Data from Improving wellbeing through urban nature [IWUN] project

Improving Wellbeing through Urban Nature (IWUN) was a three year RCUK-funded research project led by the Department of Landscape Architecture at the University of Sheffield, focusing on addressing gaps in the evidence base concerning the relationship between human health and wellbeing and urban natural environments and utilising the known benefits of connecting and interacting with nature more effectively in local service provision. IWUN was an inter- and trans-disciplinary project involving three universities (University of Sheffield, University of Derby and Herriot Watt) and external non-academic partners (The Wildlife Trusts, Centre for Sustainable Healthcare and Sheffield Flourish).

Different aspects of health and wellbeing were considered but the overall focus was on the role of urban natural environments in sustaining mental health.
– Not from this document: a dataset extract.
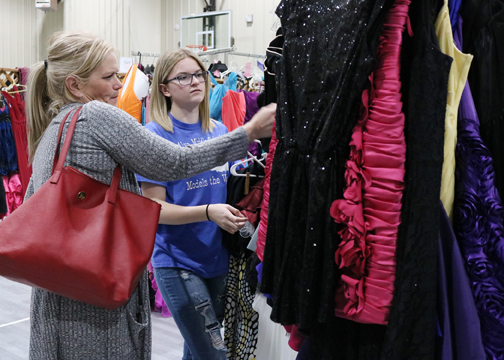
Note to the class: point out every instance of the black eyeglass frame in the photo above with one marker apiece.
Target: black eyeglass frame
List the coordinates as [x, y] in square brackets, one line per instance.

IWUN had four work packages addressing different aspects of these broad objectives within the city of Sheffield as a case study:

- The first was an epidemiological work package addressing population level relationships between health and the quantity, quality and distribution of natural environments across the city

- The second was a qualitative work package that explored cultures and values of nature and wellbeing across diverse user groups across the city

- The third used a specially designed smartphone app, Shmapped, to understand the ways in which people were using green space across the city and whether connecting with nature through an app could help support mental health wellbeing

- The fourth and final work package worked with local health and greenspace stakeholders to find out which green space interventions they thought were most likely to benefit people’s health and what the costs and benefits of implementing these interventions would be

The IWUN findings are numerous and complex and are being written up in a series of published papers, full details of which can be found here: http://iwun.uk/publications/. The papers deal with findings from individual workpackages, as well as cross cutting findings across the whole project. In addition to the peer-reviewed papers a series of eight policy and practice briefs and an Atlas of Sheffield’s Green Spaces have been published in order to communicate the findings to a wider audience.